Baffling issue with baseboard heaters and AC readings
My house has a combination of baseboard and ceiling cable heat. One baseboard has been nothing but trouble - just a small 24", 500 watt unit for the laundry room. It shares a thermostat (SPST) with a 1000 watt baseboard in the bathroom - which is the next room. That heater has worked great for the 50 years this house has been standing. But this location had the original heater fail when the house was new.
While doing some updating last winter, I finally replaced it. That unit failed immediately. Got weak heat from a cold start for seconds, then dead. Figuring I had a bad unit, I replaced it with one that worked right away and did for a couple months. Until it too died. No heat... but the other heater on the circuit heats like mad.
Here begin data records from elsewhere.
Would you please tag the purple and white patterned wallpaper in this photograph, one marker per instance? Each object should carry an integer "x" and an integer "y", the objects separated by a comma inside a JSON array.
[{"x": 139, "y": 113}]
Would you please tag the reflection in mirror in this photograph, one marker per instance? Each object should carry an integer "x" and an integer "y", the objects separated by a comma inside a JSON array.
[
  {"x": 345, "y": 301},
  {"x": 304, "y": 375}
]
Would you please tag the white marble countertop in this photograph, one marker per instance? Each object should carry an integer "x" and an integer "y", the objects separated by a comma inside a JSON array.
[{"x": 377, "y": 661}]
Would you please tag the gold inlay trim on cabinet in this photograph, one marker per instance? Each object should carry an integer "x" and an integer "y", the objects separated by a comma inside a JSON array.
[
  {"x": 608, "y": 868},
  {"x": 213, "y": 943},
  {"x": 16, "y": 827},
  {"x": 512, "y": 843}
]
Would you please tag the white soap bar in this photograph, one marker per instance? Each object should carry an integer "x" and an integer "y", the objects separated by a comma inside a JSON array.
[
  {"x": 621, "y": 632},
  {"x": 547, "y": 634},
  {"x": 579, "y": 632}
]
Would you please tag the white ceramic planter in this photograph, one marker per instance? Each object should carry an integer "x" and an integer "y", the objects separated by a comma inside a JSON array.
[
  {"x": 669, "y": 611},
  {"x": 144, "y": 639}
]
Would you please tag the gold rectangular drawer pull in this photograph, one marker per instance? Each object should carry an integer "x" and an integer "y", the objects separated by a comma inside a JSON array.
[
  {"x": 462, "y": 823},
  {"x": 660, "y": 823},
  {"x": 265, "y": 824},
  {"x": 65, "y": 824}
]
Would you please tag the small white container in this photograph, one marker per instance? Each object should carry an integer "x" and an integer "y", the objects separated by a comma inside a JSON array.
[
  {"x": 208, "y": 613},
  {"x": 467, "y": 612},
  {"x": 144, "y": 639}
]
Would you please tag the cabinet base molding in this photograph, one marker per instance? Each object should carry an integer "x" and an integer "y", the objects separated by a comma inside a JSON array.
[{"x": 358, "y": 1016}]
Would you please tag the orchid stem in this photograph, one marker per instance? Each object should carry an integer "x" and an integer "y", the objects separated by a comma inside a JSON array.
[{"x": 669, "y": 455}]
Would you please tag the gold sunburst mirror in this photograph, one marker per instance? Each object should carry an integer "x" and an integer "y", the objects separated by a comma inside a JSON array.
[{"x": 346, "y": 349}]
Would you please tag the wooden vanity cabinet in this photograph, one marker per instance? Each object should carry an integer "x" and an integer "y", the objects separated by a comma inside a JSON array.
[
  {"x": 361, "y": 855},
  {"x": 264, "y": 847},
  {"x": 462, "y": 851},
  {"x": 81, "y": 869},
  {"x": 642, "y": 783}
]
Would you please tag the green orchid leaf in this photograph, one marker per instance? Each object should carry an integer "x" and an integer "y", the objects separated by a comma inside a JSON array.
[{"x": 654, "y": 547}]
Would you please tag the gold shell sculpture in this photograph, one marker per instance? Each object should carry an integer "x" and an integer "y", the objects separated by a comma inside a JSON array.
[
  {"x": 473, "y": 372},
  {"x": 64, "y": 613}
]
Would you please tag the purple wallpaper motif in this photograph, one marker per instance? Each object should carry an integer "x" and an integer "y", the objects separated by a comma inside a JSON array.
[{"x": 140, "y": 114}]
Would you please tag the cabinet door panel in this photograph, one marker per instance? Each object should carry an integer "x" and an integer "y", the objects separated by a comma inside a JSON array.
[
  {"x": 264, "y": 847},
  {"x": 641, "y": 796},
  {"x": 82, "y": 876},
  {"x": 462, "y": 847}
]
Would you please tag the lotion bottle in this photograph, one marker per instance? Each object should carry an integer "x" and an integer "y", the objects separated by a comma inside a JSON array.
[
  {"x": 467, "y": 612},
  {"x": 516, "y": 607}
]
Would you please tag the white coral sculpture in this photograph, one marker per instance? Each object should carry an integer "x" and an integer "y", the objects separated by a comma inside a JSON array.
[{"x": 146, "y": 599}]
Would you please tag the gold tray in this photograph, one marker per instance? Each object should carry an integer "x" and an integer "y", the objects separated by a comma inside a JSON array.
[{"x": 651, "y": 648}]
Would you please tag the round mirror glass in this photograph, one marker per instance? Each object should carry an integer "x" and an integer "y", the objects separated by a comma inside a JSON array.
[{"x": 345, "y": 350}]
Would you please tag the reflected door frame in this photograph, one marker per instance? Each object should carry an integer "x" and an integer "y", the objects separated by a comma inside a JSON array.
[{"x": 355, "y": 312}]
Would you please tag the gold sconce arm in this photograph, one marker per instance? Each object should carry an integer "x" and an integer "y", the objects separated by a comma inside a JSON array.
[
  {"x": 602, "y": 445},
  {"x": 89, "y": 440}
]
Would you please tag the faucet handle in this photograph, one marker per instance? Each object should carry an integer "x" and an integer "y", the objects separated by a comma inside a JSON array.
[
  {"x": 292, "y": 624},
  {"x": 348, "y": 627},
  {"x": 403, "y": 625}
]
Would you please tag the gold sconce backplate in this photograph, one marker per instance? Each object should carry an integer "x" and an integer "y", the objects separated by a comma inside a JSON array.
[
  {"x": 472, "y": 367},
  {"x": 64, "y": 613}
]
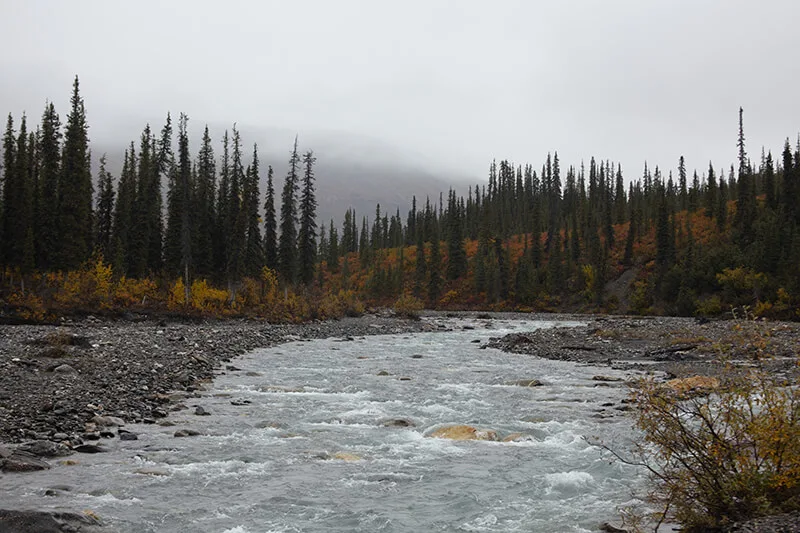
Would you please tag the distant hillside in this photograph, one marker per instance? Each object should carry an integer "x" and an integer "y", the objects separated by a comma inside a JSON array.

With power cut, I've found that the high temp cutoff is closed, and the element reads 17 ohms (wires disconnected). With power restored, the 2 leads each measure 125 volts in reference to ground, which is right for this house' AC coming in. But across the two - 0! They are in phase. Also the thermostat makes no difference - always 125VAC to ground x 2 and 0 VAC across the hot lines. No wonder I have no heat!
I have not checked the other heater for voltage feed, voltage drop, resistance, etc. Also I have not removed the leads from the working heater and rechecked the dead heater, thinking I am getting a false 125 volts on one of the legs due to one leg passing current through the working element.
Where should I go from here? I know enough circuit tracing to confuse myself!!